Oriental Poppy
Patty's Plum
“Ten days of absolute theatre every May. Fleeting, crumpled, and worth every moment of the wait.”
— ROSIE
Rosie's Take
There are flowers you plan for and flowers that stop you in your tracks. 'Patty's Plum' is firmly in the second category. The first time I saw one in a garden — that enormous, crumpled, tissue-paper bloom in the most extraordinary dusky plum — I actually said 'oh' out loud to nobody.
Oriental poppies are fleeting. That's the deal. You get maybe ten days of flowers in late May and early June, and then the whole plant collapses into a rather untidy heap and disappears until next year. Some people find this frustrating. I think it makes those ten days feel like a gift.
The colour of 'Patty's Plum' is the thing. It's not purple, not pink, not brown — it's somewhere between damson skin and old silk, with a dark blotch at the base of each petal that gives it a kind of moody depth. In certain lights it looks almost grey. In others, it glows.
You can cut them for the house if you sear the stem ends over a flame the moment you cut them — they exude a milky sap that clogs the stems otherwise. It's a faff, but one stem in a bud vase is so extraordinary that I do it every year. They don't last long indoors — two, maybe three days — but those are two very good days.

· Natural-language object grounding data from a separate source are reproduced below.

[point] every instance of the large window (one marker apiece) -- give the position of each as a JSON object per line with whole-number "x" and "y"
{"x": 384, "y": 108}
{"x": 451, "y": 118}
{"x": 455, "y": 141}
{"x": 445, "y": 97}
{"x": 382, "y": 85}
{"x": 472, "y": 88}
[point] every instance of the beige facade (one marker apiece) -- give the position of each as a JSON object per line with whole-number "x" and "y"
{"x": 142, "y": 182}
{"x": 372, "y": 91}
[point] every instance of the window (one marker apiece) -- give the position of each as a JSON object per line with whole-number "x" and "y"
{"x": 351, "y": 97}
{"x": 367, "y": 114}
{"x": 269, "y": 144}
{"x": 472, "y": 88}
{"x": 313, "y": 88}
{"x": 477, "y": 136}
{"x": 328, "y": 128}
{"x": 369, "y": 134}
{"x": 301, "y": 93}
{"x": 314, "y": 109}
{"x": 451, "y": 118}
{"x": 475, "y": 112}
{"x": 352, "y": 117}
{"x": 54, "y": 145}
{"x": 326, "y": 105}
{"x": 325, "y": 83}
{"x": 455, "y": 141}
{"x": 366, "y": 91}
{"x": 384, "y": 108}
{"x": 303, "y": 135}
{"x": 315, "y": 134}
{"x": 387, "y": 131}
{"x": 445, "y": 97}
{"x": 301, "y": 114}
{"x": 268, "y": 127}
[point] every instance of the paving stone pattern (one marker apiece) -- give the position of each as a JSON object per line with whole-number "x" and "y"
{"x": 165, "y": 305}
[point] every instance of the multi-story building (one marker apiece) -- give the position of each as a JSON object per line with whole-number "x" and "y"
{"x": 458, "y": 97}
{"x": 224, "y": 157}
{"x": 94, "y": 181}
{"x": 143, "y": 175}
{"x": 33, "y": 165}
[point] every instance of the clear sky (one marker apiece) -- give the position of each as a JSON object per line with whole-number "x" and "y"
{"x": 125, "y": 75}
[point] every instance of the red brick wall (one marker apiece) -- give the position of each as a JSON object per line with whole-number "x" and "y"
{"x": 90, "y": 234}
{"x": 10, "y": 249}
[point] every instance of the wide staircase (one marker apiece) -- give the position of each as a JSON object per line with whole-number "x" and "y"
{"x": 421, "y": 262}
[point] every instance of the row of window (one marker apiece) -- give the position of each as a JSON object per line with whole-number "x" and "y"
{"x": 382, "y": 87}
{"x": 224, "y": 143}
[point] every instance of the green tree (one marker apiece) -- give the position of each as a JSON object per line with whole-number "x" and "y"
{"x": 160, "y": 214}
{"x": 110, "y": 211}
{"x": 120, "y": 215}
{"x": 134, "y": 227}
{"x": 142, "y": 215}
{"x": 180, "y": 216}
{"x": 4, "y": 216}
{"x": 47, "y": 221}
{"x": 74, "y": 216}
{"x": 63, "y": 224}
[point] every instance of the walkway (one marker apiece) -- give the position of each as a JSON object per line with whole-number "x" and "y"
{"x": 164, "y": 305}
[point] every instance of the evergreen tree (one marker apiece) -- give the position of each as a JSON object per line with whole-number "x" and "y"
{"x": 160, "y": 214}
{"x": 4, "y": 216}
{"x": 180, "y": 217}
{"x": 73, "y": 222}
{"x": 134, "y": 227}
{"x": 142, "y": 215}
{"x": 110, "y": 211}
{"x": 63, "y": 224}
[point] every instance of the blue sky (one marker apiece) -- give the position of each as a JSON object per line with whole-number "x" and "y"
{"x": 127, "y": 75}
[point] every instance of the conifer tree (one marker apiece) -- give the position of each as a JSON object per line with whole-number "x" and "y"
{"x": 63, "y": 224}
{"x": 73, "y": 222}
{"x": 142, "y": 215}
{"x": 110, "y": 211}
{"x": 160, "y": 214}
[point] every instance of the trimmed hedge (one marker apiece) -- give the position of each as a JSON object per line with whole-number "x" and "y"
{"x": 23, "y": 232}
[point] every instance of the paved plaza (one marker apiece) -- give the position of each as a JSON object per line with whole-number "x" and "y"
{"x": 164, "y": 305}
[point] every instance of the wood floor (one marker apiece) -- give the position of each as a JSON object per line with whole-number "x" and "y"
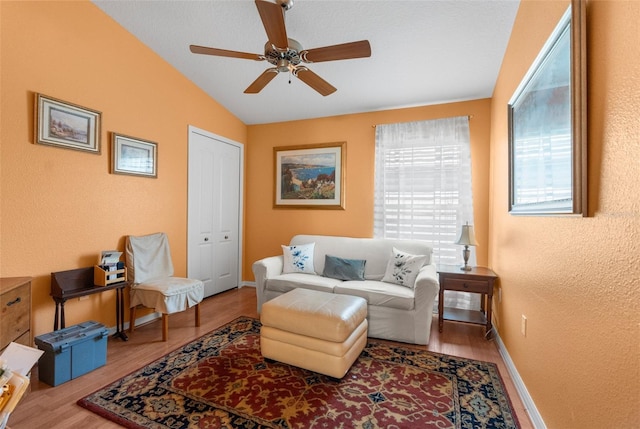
{"x": 55, "y": 407}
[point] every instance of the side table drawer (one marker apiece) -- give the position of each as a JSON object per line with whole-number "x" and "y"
{"x": 14, "y": 307}
{"x": 475, "y": 286}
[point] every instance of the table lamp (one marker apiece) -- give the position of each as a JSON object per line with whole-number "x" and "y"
{"x": 467, "y": 238}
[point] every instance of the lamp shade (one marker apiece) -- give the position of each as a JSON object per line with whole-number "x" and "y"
{"x": 467, "y": 237}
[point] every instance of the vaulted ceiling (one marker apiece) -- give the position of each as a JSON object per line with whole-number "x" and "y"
{"x": 422, "y": 51}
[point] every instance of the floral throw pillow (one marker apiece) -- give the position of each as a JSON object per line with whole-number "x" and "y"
{"x": 298, "y": 258}
{"x": 403, "y": 268}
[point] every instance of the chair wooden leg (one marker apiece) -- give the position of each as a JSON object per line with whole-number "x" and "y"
{"x": 165, "y": 327}
{"x": 132, "y": 319}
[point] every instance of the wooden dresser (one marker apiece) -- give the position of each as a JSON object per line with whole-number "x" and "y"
{"x": 15, "y": 311}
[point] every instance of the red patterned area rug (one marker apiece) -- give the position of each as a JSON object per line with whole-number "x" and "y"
{"x": 222, "y": 381}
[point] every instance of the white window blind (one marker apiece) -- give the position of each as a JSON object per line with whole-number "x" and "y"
{"x": 423, "y": 186}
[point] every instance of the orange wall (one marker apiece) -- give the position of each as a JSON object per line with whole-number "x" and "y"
{"x": 61, "y": 207}
{"x": 576, "y": 279}
{"x": 267, "y": 228}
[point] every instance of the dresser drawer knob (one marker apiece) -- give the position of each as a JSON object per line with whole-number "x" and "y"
{"x": 15, "y": 301}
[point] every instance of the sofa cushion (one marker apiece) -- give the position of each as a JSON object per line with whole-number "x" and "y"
{"x": 376, "y": 251}
{"x": 403, "y": 268}
{"x": 298, "y": 258}
{"x": 343, "y": 269}
{"x": 379, "y": 294}
{"x": 286, "y": 282}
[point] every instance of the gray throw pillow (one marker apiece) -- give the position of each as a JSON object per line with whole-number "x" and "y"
{"x": 343, "y": 269}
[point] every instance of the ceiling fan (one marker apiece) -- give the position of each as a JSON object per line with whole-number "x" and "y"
{"x": 287, "y": 55}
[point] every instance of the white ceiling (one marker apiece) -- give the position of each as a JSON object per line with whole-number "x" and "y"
{"x": 422, "y": 51}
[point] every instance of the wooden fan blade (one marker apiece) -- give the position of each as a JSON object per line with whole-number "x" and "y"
{"x": 224, "y": 53}
{"x": 314, "y": 81}
{"x": 344, "y": 51}
{"x": 272, "y": 16}
{"x": 262, "y": 81}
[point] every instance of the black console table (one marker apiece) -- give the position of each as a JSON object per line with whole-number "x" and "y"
{"x": 80, "y": 282}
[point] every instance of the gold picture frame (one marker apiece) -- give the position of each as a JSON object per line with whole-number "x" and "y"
{"x": 66, "y": 125}
{"x": 133, "y": 156}
{"x": 310, "y": 176}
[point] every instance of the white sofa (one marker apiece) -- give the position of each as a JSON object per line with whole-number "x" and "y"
{"x": 395, "y": 312}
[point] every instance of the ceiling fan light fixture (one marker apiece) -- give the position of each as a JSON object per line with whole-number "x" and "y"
{"x": 285, "y": 54}
{"x": 283, "y": 65}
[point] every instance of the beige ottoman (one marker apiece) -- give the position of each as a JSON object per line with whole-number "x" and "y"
{"x": 318, "y": 331}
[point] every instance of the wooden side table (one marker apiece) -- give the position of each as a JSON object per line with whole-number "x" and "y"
{"x": 477, "y": 280}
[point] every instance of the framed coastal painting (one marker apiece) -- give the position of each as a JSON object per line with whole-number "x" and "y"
{"x": 66, "y": 125}
{"x": 310, "y": 176}
{"x": 134, "y": 156}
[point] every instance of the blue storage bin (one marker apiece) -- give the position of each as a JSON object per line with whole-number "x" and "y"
{"x": 72, "y": 352}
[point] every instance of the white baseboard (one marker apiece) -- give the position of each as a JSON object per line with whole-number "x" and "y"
{"x": 529, "y": 405}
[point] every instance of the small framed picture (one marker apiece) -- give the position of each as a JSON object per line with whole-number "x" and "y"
{"x": 310, "y": 176}
{"x": 66, "y": 125}
{"x": 134, "y": 156}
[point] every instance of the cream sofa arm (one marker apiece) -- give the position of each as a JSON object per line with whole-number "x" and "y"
{"x": 264, "y": 269}
{"x": 427, "y": 286}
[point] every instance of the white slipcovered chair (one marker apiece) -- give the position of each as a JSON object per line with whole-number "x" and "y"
{"x": 149, "y": 265}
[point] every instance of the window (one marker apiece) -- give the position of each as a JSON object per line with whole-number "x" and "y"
{"x": 423, "y": 183}
{"x": 423, "y": 187}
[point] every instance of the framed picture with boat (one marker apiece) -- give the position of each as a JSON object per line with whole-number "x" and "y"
{"x": 310, "y": 176}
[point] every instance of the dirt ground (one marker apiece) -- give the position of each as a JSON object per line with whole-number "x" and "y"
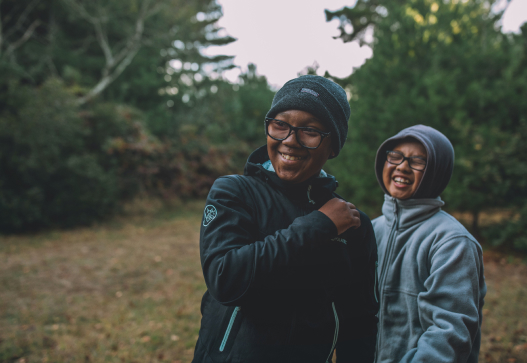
{"x": 130, "y": 291}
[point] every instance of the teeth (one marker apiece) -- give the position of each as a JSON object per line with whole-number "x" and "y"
{"x": 401, "y": 180}
{"x": 289, "y": 157}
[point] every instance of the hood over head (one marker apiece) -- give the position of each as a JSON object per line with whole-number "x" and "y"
{"x": 440, "y": 159}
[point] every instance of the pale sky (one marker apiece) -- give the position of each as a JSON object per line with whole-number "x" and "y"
{"x": 284, "y": 36}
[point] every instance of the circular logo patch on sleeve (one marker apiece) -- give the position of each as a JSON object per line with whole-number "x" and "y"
{"x": 209, "y": 214}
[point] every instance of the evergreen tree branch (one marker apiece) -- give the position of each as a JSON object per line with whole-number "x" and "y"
{"x": 24, "y": 38}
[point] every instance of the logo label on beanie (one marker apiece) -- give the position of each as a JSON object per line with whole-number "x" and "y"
{"x": 310, "y": 91}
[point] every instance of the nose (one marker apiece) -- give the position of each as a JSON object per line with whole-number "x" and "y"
{"x": 404, "y": 166}
{"x": 291, "y": 140}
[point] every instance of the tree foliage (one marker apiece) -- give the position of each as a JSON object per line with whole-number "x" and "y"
{"x": 445, "y": 64}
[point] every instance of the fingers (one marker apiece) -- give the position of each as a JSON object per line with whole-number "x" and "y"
{"x": 344, "y": 214}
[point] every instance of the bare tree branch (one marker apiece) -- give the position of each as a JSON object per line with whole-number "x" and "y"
{"x": 115, "y": 65}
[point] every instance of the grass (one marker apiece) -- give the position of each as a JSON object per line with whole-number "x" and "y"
{"x": 130, "y": 291}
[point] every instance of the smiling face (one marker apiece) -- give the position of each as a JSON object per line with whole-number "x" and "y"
{"x": 400, "y": 180}
{"x": 292, "y": 162}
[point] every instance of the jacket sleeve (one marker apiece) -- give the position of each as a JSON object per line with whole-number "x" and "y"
{"x": 232, "y": 257}
{"x": 450, "y": 308}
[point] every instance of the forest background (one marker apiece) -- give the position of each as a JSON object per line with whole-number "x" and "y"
{"x": 102, "y": 102}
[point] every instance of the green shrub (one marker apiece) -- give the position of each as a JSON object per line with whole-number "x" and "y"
{"x": 48, "y": 177}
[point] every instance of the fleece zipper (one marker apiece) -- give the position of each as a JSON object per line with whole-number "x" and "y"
{"x": 387, "y": 258}
{"x": 229, "y": 328}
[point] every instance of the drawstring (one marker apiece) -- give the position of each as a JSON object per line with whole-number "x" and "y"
{"x": 308, "y": 196}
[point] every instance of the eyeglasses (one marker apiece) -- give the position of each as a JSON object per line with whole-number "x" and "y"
{"x": 307, "y": 137}
{"x": 397, "y": 158}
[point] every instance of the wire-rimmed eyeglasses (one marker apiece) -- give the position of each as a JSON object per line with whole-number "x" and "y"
{"x": 307, "y": 137}
{"x": 397, "y": 158}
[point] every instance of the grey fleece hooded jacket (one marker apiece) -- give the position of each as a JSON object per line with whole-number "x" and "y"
{"x": 430, "y": 269}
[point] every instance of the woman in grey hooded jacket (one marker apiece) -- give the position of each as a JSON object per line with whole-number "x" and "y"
{"x": 430, "y": 268}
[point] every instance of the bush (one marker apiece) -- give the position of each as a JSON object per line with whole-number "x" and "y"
{"x": 48, "y": 176}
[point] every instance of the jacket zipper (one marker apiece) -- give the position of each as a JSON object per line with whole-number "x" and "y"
{"x": 335, "y": 337}
{"x": 309, "y": 195}
{"x": 382, "y": 279}
{"x": 376, "y": 279}
{"x": 229, "y": 328}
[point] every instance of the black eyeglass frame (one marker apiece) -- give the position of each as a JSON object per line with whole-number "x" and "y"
{"x": 410, "y": 158}
{"x": 295, "y": 129}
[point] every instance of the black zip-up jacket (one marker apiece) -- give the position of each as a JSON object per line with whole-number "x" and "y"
{"x": 282, "y": 286}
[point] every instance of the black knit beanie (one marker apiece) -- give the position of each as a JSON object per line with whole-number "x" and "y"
{"x": 320, "y": 97}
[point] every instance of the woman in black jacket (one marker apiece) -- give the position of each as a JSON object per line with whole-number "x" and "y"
{"x": 290, "y": 267}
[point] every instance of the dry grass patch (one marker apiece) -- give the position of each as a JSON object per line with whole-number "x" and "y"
{"x": 124, "y": 293}
{"x": 130, "y": 291}
{"x": 504, "y": 330}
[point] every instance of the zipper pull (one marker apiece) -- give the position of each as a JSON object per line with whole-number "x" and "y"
{"x": 308, "y": 195}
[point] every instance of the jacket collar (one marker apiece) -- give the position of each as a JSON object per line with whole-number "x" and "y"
{"x": 322, "y": 187}
{"x": 410, "y": 211}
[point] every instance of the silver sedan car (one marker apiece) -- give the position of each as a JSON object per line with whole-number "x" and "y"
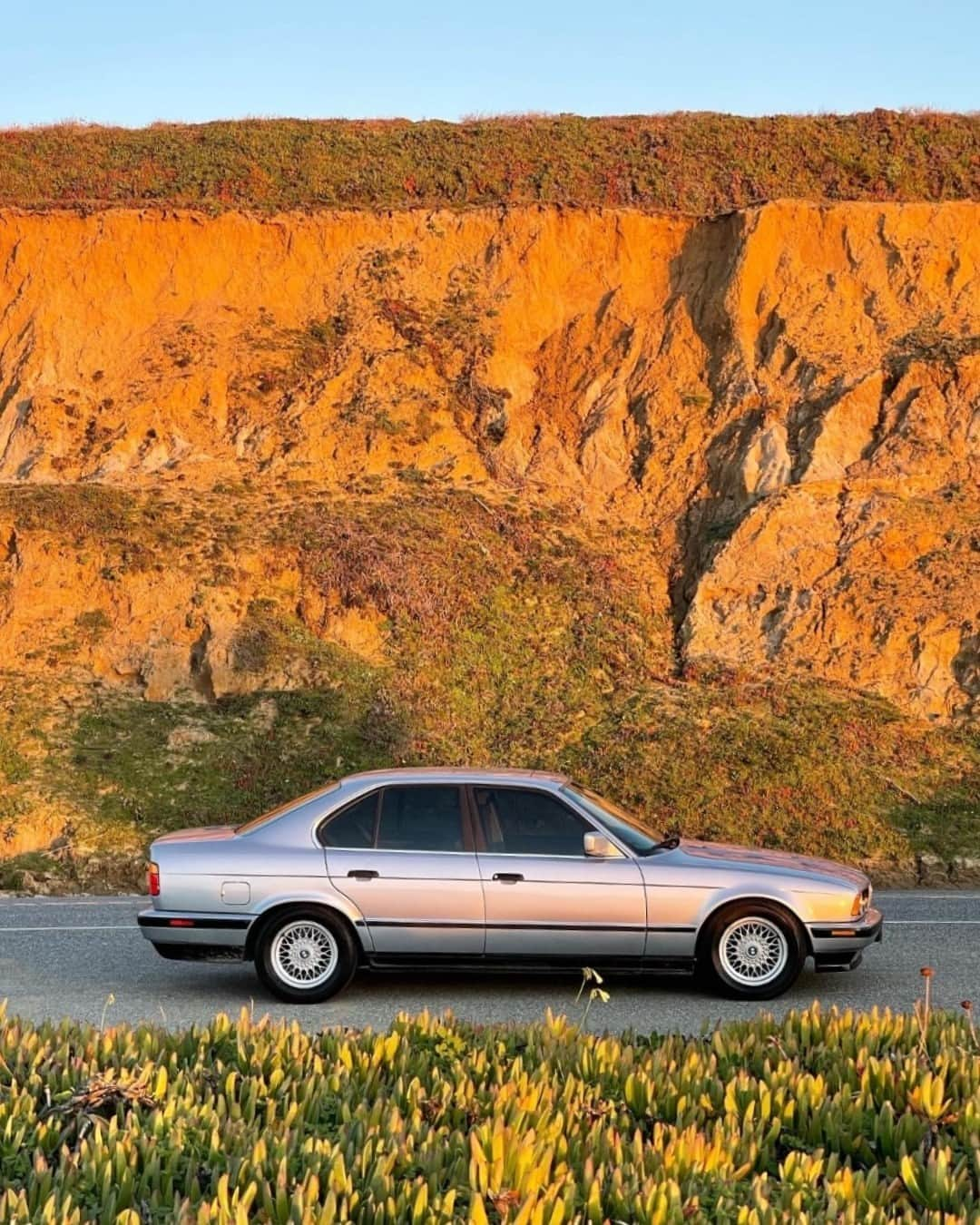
{"x": 510, "y": 870}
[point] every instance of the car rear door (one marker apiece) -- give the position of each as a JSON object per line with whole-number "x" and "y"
{"x": 405, "y": 857}
{"x": 543, "y": 896}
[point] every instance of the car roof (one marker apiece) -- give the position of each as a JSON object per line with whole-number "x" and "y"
{"x": 455, "y": 773}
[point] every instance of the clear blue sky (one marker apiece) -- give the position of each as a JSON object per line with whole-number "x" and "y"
{"x": 133, "y": 63}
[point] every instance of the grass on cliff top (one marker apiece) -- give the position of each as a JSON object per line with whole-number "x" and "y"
{"x": 693, "y": 162}
{"x": 833, "y": 1116}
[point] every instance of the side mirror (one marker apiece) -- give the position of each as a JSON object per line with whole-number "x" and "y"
{"x": 599, "y": 847}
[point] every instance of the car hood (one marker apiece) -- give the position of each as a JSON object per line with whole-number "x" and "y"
{"x": 205, "y": 833}
{"x": 730, "y": 855}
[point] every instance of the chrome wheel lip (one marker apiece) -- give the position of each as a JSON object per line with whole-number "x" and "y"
{"x": 304, "y": 955}
{"x": 753, "y": 951}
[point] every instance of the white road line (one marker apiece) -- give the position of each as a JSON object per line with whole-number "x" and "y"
{"x": 84, "y": 927}
{"x": 17, "y": 904}
{"x": 913, "y": 896}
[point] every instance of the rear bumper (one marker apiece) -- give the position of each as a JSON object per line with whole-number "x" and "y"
{"x": 190, "y": 928}
{"x": 836, "y": 942}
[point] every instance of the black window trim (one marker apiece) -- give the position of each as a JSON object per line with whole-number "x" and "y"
{"x": 542, "y": 790}
{"x": 466, "y": 821}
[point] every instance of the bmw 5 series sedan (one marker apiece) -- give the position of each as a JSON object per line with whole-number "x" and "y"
{"x": 510, "y": 870}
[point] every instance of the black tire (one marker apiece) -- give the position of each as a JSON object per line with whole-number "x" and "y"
{"x": 311, "y": 934}
{"x": 777, "y": 937}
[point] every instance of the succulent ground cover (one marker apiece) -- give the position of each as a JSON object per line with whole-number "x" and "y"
{"x": 819, "y": 1116}
{"x": 695, "y": 162}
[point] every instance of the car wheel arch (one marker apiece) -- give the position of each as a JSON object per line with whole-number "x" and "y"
{"x": 297, "y": 906}
{"x": 749, "y": 900}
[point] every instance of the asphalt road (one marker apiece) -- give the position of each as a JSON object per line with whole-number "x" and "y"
{"x": 84, "y": 958}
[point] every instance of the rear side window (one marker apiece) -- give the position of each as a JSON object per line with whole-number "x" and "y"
{"x": 354, "y": 827}
{"x": 517, "y": 822}
{"x": 399, "y": 818}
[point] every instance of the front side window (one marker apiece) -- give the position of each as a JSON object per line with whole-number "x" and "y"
{"x": 517, "y": 822}
{"x": 399, "y": 818}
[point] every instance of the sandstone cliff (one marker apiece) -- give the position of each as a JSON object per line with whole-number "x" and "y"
{"x": 784, "y": 401}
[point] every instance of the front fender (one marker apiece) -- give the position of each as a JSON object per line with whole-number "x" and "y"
{"x": 786, "y": 898}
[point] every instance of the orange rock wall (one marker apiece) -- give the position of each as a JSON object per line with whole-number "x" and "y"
{"x": 786, "y": 399}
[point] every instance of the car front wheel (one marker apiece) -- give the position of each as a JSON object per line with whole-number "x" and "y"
{"x": 305, "y": 956}
{"x": 755, "y": 951}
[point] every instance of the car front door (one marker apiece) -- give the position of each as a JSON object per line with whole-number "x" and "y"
{"x": 405, "y": 857}
{"x": 543, "y": 896}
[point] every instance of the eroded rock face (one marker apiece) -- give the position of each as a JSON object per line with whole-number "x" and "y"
{"x": 784, "y": 399}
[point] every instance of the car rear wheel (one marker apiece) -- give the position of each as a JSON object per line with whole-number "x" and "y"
{"x": 753, "y": 951}
{"x": 305, "y": 956}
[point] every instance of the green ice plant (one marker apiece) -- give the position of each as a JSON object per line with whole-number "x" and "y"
{"x": 818, "y": 1116}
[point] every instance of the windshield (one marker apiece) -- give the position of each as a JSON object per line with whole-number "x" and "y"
{"x": 618, "y": 821}
{"x": 256, "y": 822}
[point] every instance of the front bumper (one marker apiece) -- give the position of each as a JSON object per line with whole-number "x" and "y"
{"x": 838, "y": 941}
{"x": 189, "y": 927}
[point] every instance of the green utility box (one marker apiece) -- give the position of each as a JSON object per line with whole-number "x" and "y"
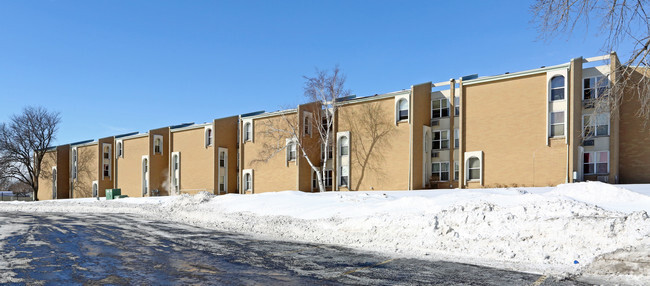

✿ From the folklore cabinet
Poppies have been associated with sleep and remembrance since ancient Greek times — Hypnos, the god of sleep, was said to create them to help Demeter rest. The red poppy's connection to remembrance came from the First World War battlefields, but 'Patty's Plum' has a different kind of memory — the kind that makes you remember why you garden.